Since 1982, Lengacher and his family of 10 have been manufacturing and packaging brass curios such as bells, thimbles and spoons on the grounds of an Amish community near Fort Wayne, IN, under the name of Amish Kraft Co.

Originally, Amish Kraft’s packaging was fairly rudimentary. The brass was wrapped in tissue paper and placed in a white paperboard box. A year-and-a-half ago, packaging evolved into a manually assembled two-fold SBS paperboard card with a polyvinyl chloride blister encapsulating the brass item. However, the 5”x7” package proved to be too large for some of Amish Kraft’s retailers, including NASA’s Houston, TX, gift shop.

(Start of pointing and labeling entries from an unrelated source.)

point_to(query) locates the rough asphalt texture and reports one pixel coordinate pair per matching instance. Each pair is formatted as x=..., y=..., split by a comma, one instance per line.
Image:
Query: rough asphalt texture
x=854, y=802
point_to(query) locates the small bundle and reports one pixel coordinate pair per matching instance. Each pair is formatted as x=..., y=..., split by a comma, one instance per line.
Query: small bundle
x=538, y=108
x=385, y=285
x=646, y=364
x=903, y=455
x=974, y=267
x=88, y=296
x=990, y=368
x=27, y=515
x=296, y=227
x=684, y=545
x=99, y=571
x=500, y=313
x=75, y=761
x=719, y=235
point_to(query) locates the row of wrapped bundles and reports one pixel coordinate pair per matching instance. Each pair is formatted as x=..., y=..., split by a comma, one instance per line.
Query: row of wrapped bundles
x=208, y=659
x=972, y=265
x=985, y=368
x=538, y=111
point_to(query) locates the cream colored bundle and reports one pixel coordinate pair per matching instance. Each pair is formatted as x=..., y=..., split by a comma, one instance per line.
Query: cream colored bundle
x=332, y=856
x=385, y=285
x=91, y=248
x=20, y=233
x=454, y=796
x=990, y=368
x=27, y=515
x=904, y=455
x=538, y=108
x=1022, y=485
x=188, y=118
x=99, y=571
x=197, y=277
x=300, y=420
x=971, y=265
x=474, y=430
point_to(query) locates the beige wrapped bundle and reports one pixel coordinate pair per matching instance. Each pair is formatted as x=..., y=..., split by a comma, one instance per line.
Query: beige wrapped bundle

“We decided to revise the packaging because NASA said they didn’t want to take up all the space the original cards had,” says Lengacher, president of Amish Kraft. “And there were several other companies that didn’t want to take up that much space because they market everything by the square foot.”

Like second skin

Lengacher considered automating part of his packaging line in order to produce a smaller, more effective package in less time. Rohrer Corp. (Wadsworth, OH), the company that supplies the 20-pt SBS cards to Amish Kraft, suggested meeting with Zed Industries (Vandalia, OH). Zed recommended a hybrid blister and skin package, or Bliz-Skin™, produced on Zed’s EZ-Skin bench-top skin-pack machine.

Lengacher was sold on the idea. “Zed seemed to be our kind of people,” he says. But because Amish custom prohibits the use of electricity, clearing the machine with the proper authorities was, as Lengacher puts it, “a touchy situation.” A power source other than electricity had to be utilized.

“The machine runs on a diesel engine. There were certain applications, like the film heater, where it couldn’t run any other way,” he says. “But we keep it pretty conservative. Only those items that we can’t otherwise power would be run [by the engine].”